Variables
Deep learning algorithms are often represented as computation graphs. Here is a simple example of the variable computation graph that we built in our example:
Each circle in the preceding computation graph represents a variable. A variable forms a thin wrapper around a tensor object, its gradients, and a reference to the function that created it. The following figure shows Variable class components:
The gradients refer to the rate of the change of the loss function with respect to various parameters (W, b). For example, if the gradient of a is 2, then any change in the value of a would modify the value of Y by two times. If that is not clear, do not worry—most of the deep learning frameworks take care of calculating gradients for us. In this chapter, we learn how to use these gradients to improve the performance of our model.

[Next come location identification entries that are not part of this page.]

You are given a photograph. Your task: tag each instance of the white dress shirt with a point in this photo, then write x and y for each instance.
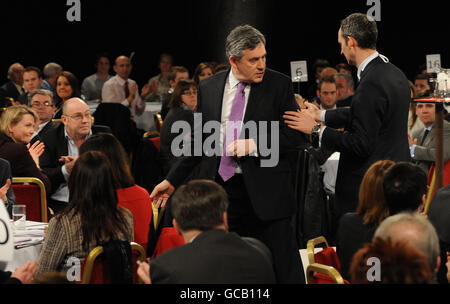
(229, 93)
(114, 91)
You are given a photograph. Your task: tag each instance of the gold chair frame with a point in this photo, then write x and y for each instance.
(43, 198)
(94, 253)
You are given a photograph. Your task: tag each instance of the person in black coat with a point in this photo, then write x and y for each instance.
(261, 188)
(211, 255)
(374, 124)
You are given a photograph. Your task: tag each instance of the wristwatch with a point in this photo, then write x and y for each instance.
(316, 129)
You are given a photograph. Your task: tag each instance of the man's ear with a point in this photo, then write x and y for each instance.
(176, 226)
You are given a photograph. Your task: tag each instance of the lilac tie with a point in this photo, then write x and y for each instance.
(233, 126)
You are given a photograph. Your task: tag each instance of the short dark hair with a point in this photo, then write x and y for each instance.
(199, 204)
(363, 30)
(404, 185)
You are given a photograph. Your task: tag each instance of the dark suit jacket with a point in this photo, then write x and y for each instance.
(214, 257)
(351, 236)
(22, 164)
(8, 90)
(426, 154)
(270, 188)
(374, 128)
(55, 147)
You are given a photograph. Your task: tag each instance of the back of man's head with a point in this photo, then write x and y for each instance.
(200, 204)
(414, 228)
(404, 186)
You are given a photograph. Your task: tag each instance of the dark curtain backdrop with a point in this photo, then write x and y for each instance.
(37, 32)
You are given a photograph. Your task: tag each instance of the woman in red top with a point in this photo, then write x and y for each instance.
(131, 196)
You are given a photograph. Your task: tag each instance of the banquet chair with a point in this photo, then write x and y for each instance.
(95, 269)
(327, 256)
(323, 274)
(30, 191)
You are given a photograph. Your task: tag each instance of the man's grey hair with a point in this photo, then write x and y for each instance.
(39, 92)
(348, 78)
(51, 68)
(241, 38)
(414, 228)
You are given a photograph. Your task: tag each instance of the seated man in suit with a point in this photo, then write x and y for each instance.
(423, 151)
(32, 80)
(41, 101)
(211, 254)
(13, 88)
(61, 148)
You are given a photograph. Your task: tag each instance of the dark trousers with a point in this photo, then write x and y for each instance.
(277, 235)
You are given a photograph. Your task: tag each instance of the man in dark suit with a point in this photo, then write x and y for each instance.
(211, 254)
(374, 124)
(13, 88)
(260, 189)
(421, 143)
(41, 101)
(61, 149)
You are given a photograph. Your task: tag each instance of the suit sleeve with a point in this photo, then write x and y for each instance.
(367, 113)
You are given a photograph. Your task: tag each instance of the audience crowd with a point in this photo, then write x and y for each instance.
(47, 131)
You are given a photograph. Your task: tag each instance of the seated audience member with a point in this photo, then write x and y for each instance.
(178, 73)
(211, 255)
(41, 101)
(124, 90)
(417, 230)
(159, 84)
(22, 275)
(51, 72)
(357, 228)
(182, 105)
(6, 191)
(91, 218)
(202, 71)
(421, 142)
(422, 84)
(16, 128)
(61, 149)
(131, 196)
(405, 188)
(66, 87)
(91, 87)
(345, 87)
(32, 80)
(439, 216)
(221, 67)
(13, 88)
(400, 263)
(414, 124)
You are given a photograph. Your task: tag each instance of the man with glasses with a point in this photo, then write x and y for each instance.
(61, 149)
(41, 101)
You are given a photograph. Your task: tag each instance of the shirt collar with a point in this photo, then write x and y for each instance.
(363, 65)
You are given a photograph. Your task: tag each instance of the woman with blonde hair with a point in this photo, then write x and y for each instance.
(17, 125)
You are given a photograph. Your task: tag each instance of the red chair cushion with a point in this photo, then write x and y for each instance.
(168, 239)
(29, 195)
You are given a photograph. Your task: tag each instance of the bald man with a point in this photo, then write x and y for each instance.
(124, 90)
(61, 148)
(13, 88)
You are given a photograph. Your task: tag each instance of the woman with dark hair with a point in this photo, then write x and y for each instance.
(91, 218)
(131, 196)
(203, 71)
(357, 228)
(66, 87)
(182, 106)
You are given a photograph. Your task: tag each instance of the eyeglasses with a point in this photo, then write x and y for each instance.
(37, 104)
(79, 116)
(189, 93)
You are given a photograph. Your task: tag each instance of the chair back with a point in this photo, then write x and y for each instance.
(30, 191)
(323, 274)
(95, 269)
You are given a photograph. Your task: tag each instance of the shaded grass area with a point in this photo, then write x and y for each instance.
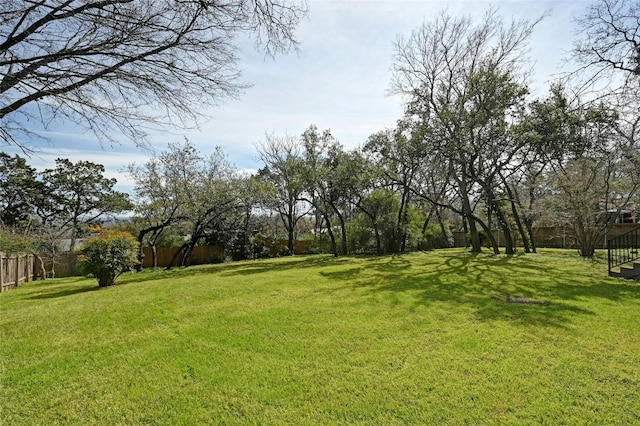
(429, 338)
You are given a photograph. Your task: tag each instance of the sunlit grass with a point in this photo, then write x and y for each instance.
(435, 338)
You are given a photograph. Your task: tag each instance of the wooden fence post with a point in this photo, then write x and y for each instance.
(1, 272)
(17, 270)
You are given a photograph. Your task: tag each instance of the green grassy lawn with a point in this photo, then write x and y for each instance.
(430, 338)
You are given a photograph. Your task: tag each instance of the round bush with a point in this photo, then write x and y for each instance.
(109, 254)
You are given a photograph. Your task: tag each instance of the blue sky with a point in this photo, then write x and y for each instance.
(338, 80)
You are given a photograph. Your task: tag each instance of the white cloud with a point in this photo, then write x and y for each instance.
(338, 80)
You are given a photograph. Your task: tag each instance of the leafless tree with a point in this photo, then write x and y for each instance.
(128, 65)
(609, 41)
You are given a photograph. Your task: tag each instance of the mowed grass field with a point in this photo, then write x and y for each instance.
(444, 337)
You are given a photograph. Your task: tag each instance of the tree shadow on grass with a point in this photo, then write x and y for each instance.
(69, 291)
(501, 288)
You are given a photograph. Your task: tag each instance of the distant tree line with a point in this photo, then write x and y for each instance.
(473, 152)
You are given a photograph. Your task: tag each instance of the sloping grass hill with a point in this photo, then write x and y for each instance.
(444, 337)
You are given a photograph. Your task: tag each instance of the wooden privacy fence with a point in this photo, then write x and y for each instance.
(15, 269)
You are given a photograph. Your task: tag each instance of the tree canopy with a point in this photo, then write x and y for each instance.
(127, 64)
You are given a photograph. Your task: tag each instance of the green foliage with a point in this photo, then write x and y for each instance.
(107, 255)
(13, 242)
(438, 338)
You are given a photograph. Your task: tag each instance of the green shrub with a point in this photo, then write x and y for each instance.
(109, 254)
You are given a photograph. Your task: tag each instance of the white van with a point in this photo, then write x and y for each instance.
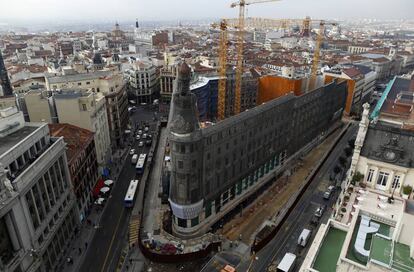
(134, 159)
(287, 263)
(304, 237)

Apart from gradients, a variable also has a reference to the function that created it, which in turn refers to how each variable was created. For example, the variable a has information that it is generated as a result of the product between X and W.
Let's look at an example where we create variables and check the gradients and the function reference:
x = Variable(torch.ones(2,2),requires_grad=True)
y = x.mean()
y.backward()
x.grad
Variable containing: 0.2500 0.2500 0.2500 0.2500 [torch.FloatTensor of size 2x2]
x.grad_fn
Output - None
x.data
1 1
1 1
[torch.FloatTensor of size 2x2]
y.grad_fn
<torch.autograd.function.MeanBackward at 0x7f6ee5cfc4f8>
In the preceding example, we called a backward operation on the variable to compute the gradients. By default, the gradients of the variables are none.
The grad_fn of the variable points to the function it created. If the variable is created by a user, like the variable x in our case, then the function reference is None. In the case of variable y, it refers to its function reference, MeanBackward.
The Data attribute accesses the tensor associated with the variable.